Sunday, October 5, 2014

License Renewed – John Gardner, 1981 ★★½

007 Greets the 1980s

I remember my excitement seeing the blurb in Time magazine back in 1981. Glidrose Publications, Ltd., owners of the literary copyright of the world's most famous fictional spy, had granted permission for a brand-new series of James Bond novels.

But was James Bond ready for the eighties? John Gardner's initial updating of 007 kinda, sorta, sometimes works.

The story, after some preliminaries to show us Bond at home in what was then a new decade, sets the lethal British spy against a tricky Scottish laird with a sideline in nuclear fission. There's not much doubt Dr. Anton Murik is up to no good; Gardner presents him right away as Bond's main adversary.

"Government agencies have tried, again and again, to muzzle people like me," Murik tells Bond in one early conversation. "Now they deserve a lesson."

License Renewed was published in early 1981, after Roger Moore had reshaped if not de-Seaned how the character of James Bond was seen by his global audience. It's fair to say Moore's Bond is more visible here than Fleming's. Unlike the literary Bond Ian Fleming developed in the 1950s and 1960s, and more like Moore, this Bond is heavy on the wisecracks and getting busy with the ladies, even when locked in a cell with one. Readers of the Fleming books accustomed to Bond's bleak moments of existential angst over the emotional toll his job exacts will be surprised at the unclouded temperament of this newer 007.
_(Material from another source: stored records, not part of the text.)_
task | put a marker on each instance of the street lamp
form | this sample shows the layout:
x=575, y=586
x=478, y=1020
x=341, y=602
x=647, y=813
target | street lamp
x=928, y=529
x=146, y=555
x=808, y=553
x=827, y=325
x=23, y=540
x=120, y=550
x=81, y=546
For me, this different handling of the Bond character was far more fascinating than the threadbare story. Gardner pushes technology to the forefront, like in a seduction scene where one of Bond's new lovers employs an erotic hologram to set the mood. Our 1981 model Bond drives a SAAB, drinks Perrier, and jogs before missions. Instead of bantering with his armorer, Bond sleeps with her. His license to kill is suspended by the government as a matter of national policy coming more in line with humanitarian concerns, but his old boss M makes clear he wants Bond as lethal as ever, hence the novel's title.

"There are moments when this country needs a troubleshooter - a blunt instrument - and by heaven it's going to have one," says M, who is at least as gruff as ever.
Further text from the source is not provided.